Enfin, pour certaines essences, il est même possible de les mettre en œuvre sans traitement chimique ou thermique supplémentaire, ce qui les rend encore plus durables d'un point de vue environnemental.
À quelles difficultés principales est confrontée la préservation de la durabilité du bois tropical ?
GD : Les principaux risques concernent, comme pour la déforestation, la compétition avec d’autres usages ou la tentation de pratiques extractivistes pour des marchés peu scrupuleux, plus rentables à court terme. Ce qui entraine une dégradation des forêts et menace à terme la disponibilité en produits bois !
Les impacts du changement climatique sont évidemment aussi à prendre en compte dans l’évolution des pratiques de gestion. La certification forestière et l’achat de bois labellisés FSC par la filière est le meilleur moyen de valoriser les efforts mis en œuvre par les forestiers et d’assurer la durabilité à la fois des écosystèmes forestiers et des approvisionnements. Et cela leur permet également de se mettre en conformité avec la Réglementation européenne contre la déforestation et la dégradation des forêts (RDUE).
Y a-t-il des exemples notables d'ouvrages durables employant du bois tropical ?
GD : Bien sûr ! On peut notamment citer plusieurs ouvrages situés dans le Village des athlètes des Jeux Olympiques 2024, les écluses de la ville d'Amsterdam ou même le pont des Arts à Paris.
Grâce à la certification de projet FSC, les maîtres d'ouvrage et les maîtres d'œuvre peuvent communiquer sur leur engagement pour un approvisionnement et une gestion forestière responsable.
La passerelle des arts à Paris © Ludivine Boizard - Ville de Paris
Comment agit l'association FSC pour préserver les forêts et la biodiversité ?
GD : Les normes de gestion forestières FSC incluent de nombreuses exigences pour préserver la biodiversité, que ce soient les espèces emblématiques et protégées et leurs habitats ou la diversité des espèces d'arbres qui est fondamentales pour préserver la santé de l'écosystème.

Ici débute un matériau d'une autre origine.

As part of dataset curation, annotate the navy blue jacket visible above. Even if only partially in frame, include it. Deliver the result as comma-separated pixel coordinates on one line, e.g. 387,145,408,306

Cela se traduit par exemple par l'identification de zones spécifiques appelées zones à Haute valeur de conservation qui ne doivent pas être impactées par la gestion forestière. Elles peuvent couvrir de très grandes zones, des paysages forestiers intacts de plus de 50 000 km2, qui n'ont pas été impactés par les activités humaines et qu'il faut préserver. FSC promeut également l'utilisation de la plus grande diversité d'espèces de bois possible, afin d'éviter de focaliser l'exploitation sur les quelques espèces les plus connues. La diversité des forêts dépend de la diversité de nos usages !
Ainsi, une étude scientifique récente prouve que la production de bois dans les forêts certifiées FSC contribue réellement à la protection de la biodiversité dans les forêts tropicales du bassin du Congo.
Qu’en est-il des peuples autochtones des régions d'où proviennent les bois tropicaux ?
GD : Le respect des droits des peuples autochtones, tels qu'ils sont définis par les Nations unies, est également un aspect fondamental de la certification FSC depuis sa création. Cela inclut par exemple le respect des droits coutumiers, même s'ils ne sont pas transcrits dans la loi des pays concernés, le droit au consentement libre informé et préalable pour toute action de gestion qui pourrait les impacter négativement et la protection des sites traditionnels et sacrés.
Par ailleurs, les peuples autochtones sont des acteurs clés, porteurs de solutions pour gérer et préserver les forêts et la Terre en général, et c'est pourquoi FSC a créé la Fondation Indigène FSC, une organisation dirigée par les peuples autochtones qui soutient leur autonomie et leur autosuffisance.